»Ein Dutzend anderer Zeugen, die anonym bleiben wollten, berichteten ebenfalls über professionell organisiertes Doping im Team zwischen 1996 bis 2012.«
- SpiegelOnline vom 19. Januar 2013
Das Adjektiv »professionell« ist positiv aufgeladen und leitet sich vom Nomen »Profi« ab. Als professionell bzw. Profi bezeichnet man »jemand, der im Gegensatz zum Amateur oder Dilettanten eine Tätigkeit beruflich oder zum Erwerb des eigenen Lebensunterhalts als Erwerbstätigkeit ausübt.« (wikipedia)
Ähnlich wie das Schlagwort »Experte« werden mit »Profi« Menschen gekürt, die vermeintlich herausragende Leistungen und/oder Qualitäten aufweisen. Während der Experte mit vermeintlichem Fachwissen glänzt, sei ein Profi jemand, der sein Handwerk verstehe — ein Fachmann, der anpacke, statt nur zu reden. Beide Begriffe haben eine Disziplinierungsfunktion. Sie inszenieren, konstruieren und stabilisieren real existierende soziale und berufliche Hierarchieverhältnisse.
Wer sich in seiner Freizeit viel mit Kunst, Sport, Musik oder Texte schreiben beschäftigt, bekommt schon mal zu hören, er möge doch seine Leidenschaft bzw. seine Begabung »professionell betreiben« oder »professionalisieren«. Gemeint ist in aller Regel seine Fähigkeiten und Talente finanziell zu verwerten, sie also in den wirtschaftlichen Verwertungsprozess ein zu speisen.
»Die Kanzlerin agiert wie eine sehr effektive Feuerwehr. Sie isoliert Brandherde schnell und professionell, damit der Rest nicht in Flammen aufgeht.«
- taz.de vom 11. Februar 2013
Gleichzeitig konstruiert das Adjektiv einen Bewertungsmaßstab für beispielsweise schöpferische Tätigkeiten. Demnach seien diese nur dann qualitativ hochwertig, wenn sie bezahlt werden. Denn nur dann werden diese ja »professionell betrieben«. Begriffe wie Freizeitkünstler oder Hobbyfotografen verdeutlichen das. Die finanzielle Verwertung eigener schöpferischer Tätigkeiten fungiert hierbei als Aufwertungsfunktion. Häufige Argumente sind dann die technischen Möglichkeiten, die langjährige Erfahrung sowie Titel oder Berufsabschlüsse von Unternehmen, die einem helfen würden, sein Können zu verbessern.

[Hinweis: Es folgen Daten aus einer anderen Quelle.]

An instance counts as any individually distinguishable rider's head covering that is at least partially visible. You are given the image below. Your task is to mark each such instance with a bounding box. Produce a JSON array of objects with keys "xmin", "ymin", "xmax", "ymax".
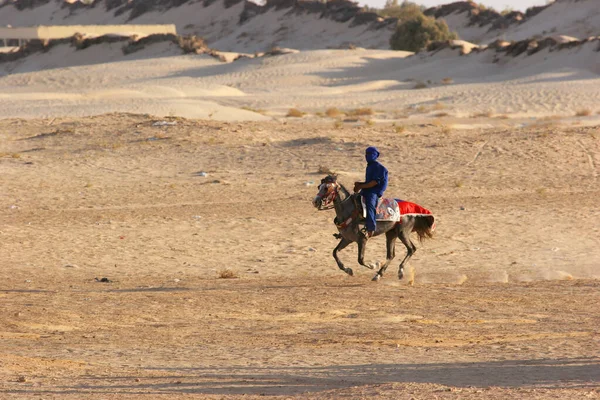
[{"xmin": 365, "ymin": 146, "xmax": 379, "ymax": 162}]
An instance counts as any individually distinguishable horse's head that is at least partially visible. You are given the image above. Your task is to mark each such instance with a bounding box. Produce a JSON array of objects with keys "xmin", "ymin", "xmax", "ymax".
[{"xmin": 313, "ymin": 175, "xmax": 340, "ymax": 210}]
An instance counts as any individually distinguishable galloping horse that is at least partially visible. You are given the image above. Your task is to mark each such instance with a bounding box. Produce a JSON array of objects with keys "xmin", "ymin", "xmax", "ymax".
[{"xmin": 313, "ymin": 175, "xmax": 435, "ymax": 281}]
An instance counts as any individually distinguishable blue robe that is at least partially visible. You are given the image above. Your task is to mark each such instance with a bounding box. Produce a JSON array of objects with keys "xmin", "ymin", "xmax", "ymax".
[{"xmin": 360, "ymin": 161, "xmax": 388, "ymax": 232}]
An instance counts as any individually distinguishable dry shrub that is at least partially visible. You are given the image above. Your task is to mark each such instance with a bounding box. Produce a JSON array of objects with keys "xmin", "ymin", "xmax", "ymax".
[
  {"xmin": 219, "ymin": 269, "xmax": 238, "ymax": 279},
  {"xmin": 325, "ymin": 107, "xmax": 343, "ymax": 118},
  {"xmin": 242, "ymin": 107, "xmax": 267, "ymax": 115},
  {"xmin": 440, "ymin": 125, "xmax": 452, "ymax": 135},
  {"xmin": 347, "ymin": 108, "xmax": 374, "ymax": 117},
  {"xmin": 286, "ymin": 108, "xmax": 305, "ymax": 118},
  {"xmin": 575, "ymin": 109, "xmax": 592, "ymax": 117},
  {"xmin": 317, "ymin": 165, "xmax": 335, "ymax": 175},
  {"xmin": 177, "ymin": 35, "xmax": 208, "ymax": 54},
  {"xmin": 471, "ymin": 110, "xmax": 494, "ymax": 118}
]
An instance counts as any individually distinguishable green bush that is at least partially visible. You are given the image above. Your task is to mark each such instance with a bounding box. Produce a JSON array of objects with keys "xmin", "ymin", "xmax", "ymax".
[{"xmin": 390, "ymin": 14, "xmax": 458, "ymax": 52}]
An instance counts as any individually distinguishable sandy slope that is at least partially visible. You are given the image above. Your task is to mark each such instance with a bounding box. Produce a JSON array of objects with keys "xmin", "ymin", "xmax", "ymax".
[
  {"xmin": 0, "ymin": 114, "xmax": 600, "ymax": 400},
  {"xmin": 0, "ymin": 41, "xmax": 600, "ymax": 120}
]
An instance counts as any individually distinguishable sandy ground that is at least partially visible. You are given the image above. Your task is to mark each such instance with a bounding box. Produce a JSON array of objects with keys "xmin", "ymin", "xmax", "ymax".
[
  {"xmin": 0, "ymin": 46, "xmax": 600, "ymax": 121},
  {"xmin": 0, "ymin": 114, "xmax": 600, "ymax": 399}
]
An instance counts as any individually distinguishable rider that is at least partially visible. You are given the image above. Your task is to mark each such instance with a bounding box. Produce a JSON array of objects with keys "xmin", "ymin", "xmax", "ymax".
[{"xmin": 354, "ymin": 146, "xmax": 388, "ymax": 238}]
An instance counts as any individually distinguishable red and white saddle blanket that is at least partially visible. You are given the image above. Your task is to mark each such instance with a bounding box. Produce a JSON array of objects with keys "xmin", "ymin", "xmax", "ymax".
[{"xmin": 360, "ymin": 196, "xmax": 431, "ymax": 221}]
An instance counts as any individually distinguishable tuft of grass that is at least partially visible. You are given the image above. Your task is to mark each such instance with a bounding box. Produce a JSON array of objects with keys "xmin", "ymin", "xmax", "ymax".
[
  {"xmin": 347, "ymin": 108, "xmax": 374, "ymax": 117},
  {"xmin": 219, "ymin": 269, "xmax": 238, "ymax": 279},
  {"xmin": 286, "ymin": 108, "xmax": 306, "ymax": 118},
  {"xmin": 575, "ymin": 109, "xmax": 592, "ymax": 117},
  {"xmin": 325, "ymin": 107, "xmax": 344, "ymax": 118}
]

Die Selbstentfremdung in der Lohnarbeit, das Dogma der marktkonformen Kreativität sowie der Sachzwang Geld grenzen den eigenen, vermeintlich qualitativ hochwertigen (also »professionellen«) Gestaltungsspielraum jedoch radikal ein. Zudem gibt es keinen objektiven Kriterienkatalog, ab wann jemand als Experte oder Profi gilt. Politik, Wirtschaft und Medien vergeben diese »Titel« nach eigenen Gutdünken und verwenden das Plastikwort, um Sachverhalte und Persönlichkeiten aufzuwerten. Hinzu kommt, dass der Begriff im Marketing fast inflationär gebraucht wird, um Qualität und Fachwissen zu suggerieren.